What kind of work have the two theatres been doing to help you further develop the project and prep for the premiere? 
There have been several readings and workshops at Playwrights, and I’m now in the process of prepping for a workshop at Dallas (I’m in Dallas even as I write this).  And everyone’s suggestions and questions have been thought-provoking and immensely helpful.

What is the best part of having the chance to work with both DTC and Playwrights Horizons, and presenting the work to two different cities?
You can’t think of a place more symbolic of the West than Texas and what’s more East Coast than New York City?  So I’ll be able to see how audiences with two completely different regional perspectives connect with the show.
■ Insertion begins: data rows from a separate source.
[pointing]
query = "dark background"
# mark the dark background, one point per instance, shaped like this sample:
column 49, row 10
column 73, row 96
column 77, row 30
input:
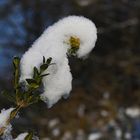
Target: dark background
column 104, row 86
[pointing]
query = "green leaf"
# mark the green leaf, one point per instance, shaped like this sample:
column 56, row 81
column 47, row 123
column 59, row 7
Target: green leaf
column 43, row 75
column 16, row 62
column 43, row 67
column 29, row 136
column 49, row 60
column 36, row 73
column 44, row 60
column 9, row 96
column 32, row 83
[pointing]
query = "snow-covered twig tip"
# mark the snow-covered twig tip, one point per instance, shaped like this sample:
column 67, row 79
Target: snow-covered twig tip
column 73, row 35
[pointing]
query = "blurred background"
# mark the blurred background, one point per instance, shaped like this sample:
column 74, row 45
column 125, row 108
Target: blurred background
column 105, row 101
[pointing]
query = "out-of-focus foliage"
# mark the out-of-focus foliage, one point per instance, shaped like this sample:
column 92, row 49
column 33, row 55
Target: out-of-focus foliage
column 104, row 85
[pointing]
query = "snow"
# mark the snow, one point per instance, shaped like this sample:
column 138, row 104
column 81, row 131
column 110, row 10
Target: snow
column 54, row 42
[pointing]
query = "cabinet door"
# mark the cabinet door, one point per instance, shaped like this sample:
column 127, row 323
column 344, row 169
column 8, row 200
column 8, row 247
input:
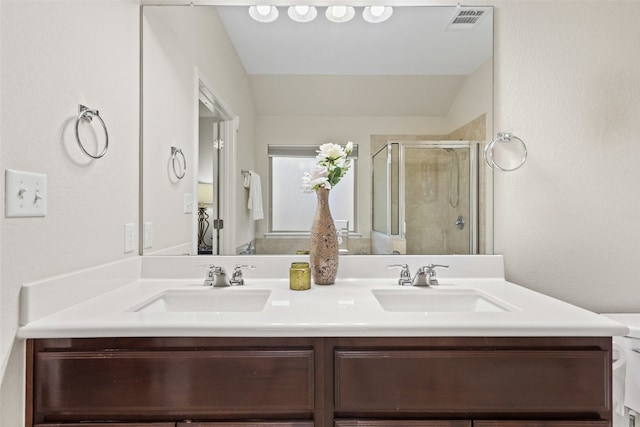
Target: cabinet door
column 545, row 423
column 402, row 423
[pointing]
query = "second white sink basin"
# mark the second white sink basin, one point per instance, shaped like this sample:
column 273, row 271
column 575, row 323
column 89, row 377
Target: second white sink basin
column 207, row 300
column 437, row 300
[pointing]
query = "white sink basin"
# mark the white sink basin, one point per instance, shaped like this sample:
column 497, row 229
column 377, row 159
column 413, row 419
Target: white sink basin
column 437, row 300
column 207, row 300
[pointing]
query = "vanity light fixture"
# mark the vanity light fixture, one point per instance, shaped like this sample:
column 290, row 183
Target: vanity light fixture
column 302, row 13
column 340, row 13
column 375, row 14
column 263, row 13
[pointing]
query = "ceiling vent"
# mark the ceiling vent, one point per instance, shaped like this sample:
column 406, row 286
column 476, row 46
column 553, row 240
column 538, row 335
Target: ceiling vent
column 467, row 18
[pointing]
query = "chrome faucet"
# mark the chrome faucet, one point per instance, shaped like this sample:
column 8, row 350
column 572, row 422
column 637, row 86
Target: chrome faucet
column 236, row 276
column 216, row 277
column 405, row 274
column 426, row 275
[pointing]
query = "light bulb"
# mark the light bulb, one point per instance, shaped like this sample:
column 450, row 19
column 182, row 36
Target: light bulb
column 263, row 13
column 339, row 11
column 377, row 10
column 377, row 14
column 263, row 10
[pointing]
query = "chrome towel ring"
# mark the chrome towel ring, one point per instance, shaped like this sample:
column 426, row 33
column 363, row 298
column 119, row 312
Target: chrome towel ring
column 87, row 114
column 174, row 154
column 489, row 152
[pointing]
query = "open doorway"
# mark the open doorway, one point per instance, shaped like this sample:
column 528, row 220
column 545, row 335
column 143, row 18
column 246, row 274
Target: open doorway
column 216, row 132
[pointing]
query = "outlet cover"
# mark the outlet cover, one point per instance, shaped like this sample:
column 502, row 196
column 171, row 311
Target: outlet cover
column 148, row 234
column 129, row 237
column 25, row 194
column 188, row 203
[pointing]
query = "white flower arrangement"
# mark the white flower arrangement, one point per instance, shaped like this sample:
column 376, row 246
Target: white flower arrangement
column 333, row 164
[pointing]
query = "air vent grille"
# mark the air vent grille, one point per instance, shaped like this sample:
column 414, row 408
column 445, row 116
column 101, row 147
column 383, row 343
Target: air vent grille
column 466, row 19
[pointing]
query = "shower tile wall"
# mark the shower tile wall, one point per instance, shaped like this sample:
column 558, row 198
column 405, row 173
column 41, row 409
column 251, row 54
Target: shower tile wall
column 430, row 219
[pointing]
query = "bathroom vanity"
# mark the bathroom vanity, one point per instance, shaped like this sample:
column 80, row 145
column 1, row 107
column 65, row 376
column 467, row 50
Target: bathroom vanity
column 363, row 352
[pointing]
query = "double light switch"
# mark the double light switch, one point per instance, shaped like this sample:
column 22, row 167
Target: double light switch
column 25, row 194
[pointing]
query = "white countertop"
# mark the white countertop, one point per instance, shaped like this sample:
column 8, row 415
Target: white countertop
column 347, row 308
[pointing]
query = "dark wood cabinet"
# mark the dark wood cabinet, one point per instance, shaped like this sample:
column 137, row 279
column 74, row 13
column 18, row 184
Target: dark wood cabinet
column 301, row 382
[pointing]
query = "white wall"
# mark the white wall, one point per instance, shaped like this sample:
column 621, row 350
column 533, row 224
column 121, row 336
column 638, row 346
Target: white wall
column 474, row 99
column 567, row 83
column 55, row 55
column 178, row 39
column 339, row 130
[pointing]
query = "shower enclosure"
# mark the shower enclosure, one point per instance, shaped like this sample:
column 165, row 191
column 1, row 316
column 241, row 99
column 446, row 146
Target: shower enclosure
column 425, row 198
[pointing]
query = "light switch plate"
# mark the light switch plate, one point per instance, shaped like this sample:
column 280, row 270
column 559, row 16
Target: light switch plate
column 129, row 237
column 188, row 203
column 25, row 194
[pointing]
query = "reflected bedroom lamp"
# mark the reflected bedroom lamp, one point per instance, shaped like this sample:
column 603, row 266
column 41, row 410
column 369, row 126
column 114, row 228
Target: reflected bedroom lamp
column 205, row 199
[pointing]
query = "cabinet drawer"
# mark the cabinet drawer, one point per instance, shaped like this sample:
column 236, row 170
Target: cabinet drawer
column 545, row 423
column 402, row 423
column 154, row 385
column 106, row 425
column 468, row 381
column 249, row 424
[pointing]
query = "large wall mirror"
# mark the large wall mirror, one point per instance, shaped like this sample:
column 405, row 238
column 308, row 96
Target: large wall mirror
column 222, row 92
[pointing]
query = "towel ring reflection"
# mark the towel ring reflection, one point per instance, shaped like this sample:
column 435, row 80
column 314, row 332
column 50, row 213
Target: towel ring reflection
column 489, row 152
column 174, row 156
column 88, row 114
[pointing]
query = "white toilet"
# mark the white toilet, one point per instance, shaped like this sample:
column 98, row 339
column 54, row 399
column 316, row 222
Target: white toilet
column 626, row 372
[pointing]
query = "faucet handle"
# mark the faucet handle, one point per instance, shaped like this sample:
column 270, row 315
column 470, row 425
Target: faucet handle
column 210, row 278
column 236, row 276
column 430, row 272
column 405, row 274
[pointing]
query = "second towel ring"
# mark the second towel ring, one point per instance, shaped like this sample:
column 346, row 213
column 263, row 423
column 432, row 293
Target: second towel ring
column 489, row 152
column 85, row 113
column 174, row 154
What part of Bella are you most excited to see onstage?
I’m excited to see people who have long been invisible in our nation’s great past claiming their rightful place in history, and claiming it with as much boldness, brashness and pure joy as a tall tale allows.

Why should our members find their way to one of these two theatres to catch this world premiere?
Because they’re in for a night of high adventure, silly fun and little-known American history, all wrapped up in a toe-tapping 19th century funkified tall tale.